= William Willcox (toxicologist) =

British physician and toxicologist

Sir William Henry Willcox (18.01.1870–08.07.1941) K.C.I.E., C.B., C.M.G., M.D., F.R.C.P. was an English toxicologist, physician and consultant.

Born in Melton Mowbray, his first degree was in chemistry, a subject which he then taught in a private school for four years – he also became a fellow of the Institute of Chemistry. He began studying medicine at St Mary's Hospital Medical School in 1895 and qualified in 1900.
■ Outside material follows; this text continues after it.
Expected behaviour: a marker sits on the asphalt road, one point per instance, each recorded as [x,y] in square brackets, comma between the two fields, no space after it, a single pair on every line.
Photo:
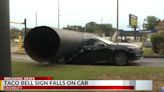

In 1904 he was made an expert forensic advisor to the Home Office, a role he held until his death and in which he trained his successors Bernard Spilsbury and Roche Lynch. In the first ten years alone he testified at the trials of Hawley Harvey Crippen, Steinie Morrison, Frederick Seddon and twenty-two other manslaughter or murder trials. He also advised on the death of Jessie Llewellyn of Llanelly in 1928

In 1907 he was made physician to St Mary's Hospital, retiring from that role in 1935 – he also lectured and worked as a consultant there. He pioneered the TAB vaccine and served in the Gallipoli campaign of the First World War – for the latter work he was made a Knight Commander of the Order of the Indian Empire and a Companion of the Orders of the Bath and St Michael and St George. In the 1920s he began writing on barbiturate addiction.